Summary of MySQL data optimization methods

Database study notes record

1. Select the most applicable field attributes

1. The field width should be as small as possible

MySQL can well support the access of large amounts of data, but generally speaking, the smaller the table in the database, the faster the query executed on it. Therefore, when creating a table, in order to obtain better performance, we can set the width of the fields in the table as small as possible.
For example, when defining the postal code field, if it is set to CHAR(255), it obviously adds unnecessary space to the database, and even the use of VARCHAR is redundant, because CHAR(6) can be very good Completed the task. Similarly, if possible, we should use MEDIUMINT instead of BIGIN to define integer fields.

2. Try to set the field as non-NULL

Another way to improve efficiency is to try to set the field to NOTNULL when possible, so that the database does not need to compare NULL values when executing queries in the future.

3. Set the classification data to ENUM type

For some text fields, such as "province" or "gender", we can define them as ENUM type. Because in MySQL, ENUM type is treated as numeric data, and numeric data is processed much faster than text type. In this way, we can improve the performance of the database.

Two, use join (JOIN) instead of sub-queries (Sub-Queries)

Using subqueries can complete many SQL operations that logically require multiple steps to complete at one time. At the same time, it can also avoid transaction or table lockup, and it is easy to write. However, in some cases, sub-queries can be replaced by more efficient joins (JOIN)... For example, suppose we want to fetch all users who have no order records, we can use the following query to complete:

SELECT*FROM customer_info
WHERE customer_id  NOT IN (SELECT customer_id FROM sales_info)

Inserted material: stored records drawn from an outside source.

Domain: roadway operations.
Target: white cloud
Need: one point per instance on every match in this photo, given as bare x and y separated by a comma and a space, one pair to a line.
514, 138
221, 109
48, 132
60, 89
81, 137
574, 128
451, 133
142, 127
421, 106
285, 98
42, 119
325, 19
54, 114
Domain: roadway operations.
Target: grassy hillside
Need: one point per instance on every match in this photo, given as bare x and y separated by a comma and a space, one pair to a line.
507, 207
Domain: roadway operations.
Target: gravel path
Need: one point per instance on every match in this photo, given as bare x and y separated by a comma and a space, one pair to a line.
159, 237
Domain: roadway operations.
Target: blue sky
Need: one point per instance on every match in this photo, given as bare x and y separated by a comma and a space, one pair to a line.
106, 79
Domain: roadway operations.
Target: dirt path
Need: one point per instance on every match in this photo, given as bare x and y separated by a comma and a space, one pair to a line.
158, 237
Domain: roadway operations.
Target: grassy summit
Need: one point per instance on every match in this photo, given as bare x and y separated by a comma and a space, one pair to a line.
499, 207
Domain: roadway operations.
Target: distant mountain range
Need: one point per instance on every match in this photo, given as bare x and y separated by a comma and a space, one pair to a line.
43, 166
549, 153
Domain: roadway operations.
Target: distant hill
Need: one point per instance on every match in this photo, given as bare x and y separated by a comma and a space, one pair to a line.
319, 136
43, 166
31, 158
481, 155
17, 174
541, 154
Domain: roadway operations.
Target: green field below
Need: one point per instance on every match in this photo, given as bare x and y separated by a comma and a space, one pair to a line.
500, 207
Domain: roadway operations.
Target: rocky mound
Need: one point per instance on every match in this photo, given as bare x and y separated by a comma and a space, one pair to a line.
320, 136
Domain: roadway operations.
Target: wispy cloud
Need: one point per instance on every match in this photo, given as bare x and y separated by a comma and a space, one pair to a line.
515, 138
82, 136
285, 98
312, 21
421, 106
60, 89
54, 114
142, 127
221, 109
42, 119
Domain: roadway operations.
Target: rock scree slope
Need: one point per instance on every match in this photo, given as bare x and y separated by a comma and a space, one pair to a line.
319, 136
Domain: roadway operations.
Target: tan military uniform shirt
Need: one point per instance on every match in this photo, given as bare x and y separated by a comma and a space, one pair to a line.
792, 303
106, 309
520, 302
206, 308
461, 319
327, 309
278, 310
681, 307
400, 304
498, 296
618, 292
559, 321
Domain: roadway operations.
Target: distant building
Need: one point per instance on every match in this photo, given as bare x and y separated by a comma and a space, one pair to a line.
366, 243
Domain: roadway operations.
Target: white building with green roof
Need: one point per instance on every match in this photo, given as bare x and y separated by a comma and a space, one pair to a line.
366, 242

If you use JOIN... to complete this query, the speed will be much faster. Especially when there is an index on CustomerID in the sales_info table, the performance will be better. The query is as follows:

SELECT*FROM customer_info
LEFT JOIN sales_info ON customer_info.customer_id=sales_info.customer_id
WHERE sales_info.customer_id IS NULL

The reason why JOIN is more efficient is that MySQL does not need to create a temporary table in memory to complete this logical two-step query.

Three, use union (UNION) instead of manually created temporary table

The UNION operator is used to combine the result sets of two or more SELECT statements.
Note that each SELECT statement within UNION must have the same number of columns. The columns must also have similar data types. At the same time, the order of the columns in each SELECT statement must be the same.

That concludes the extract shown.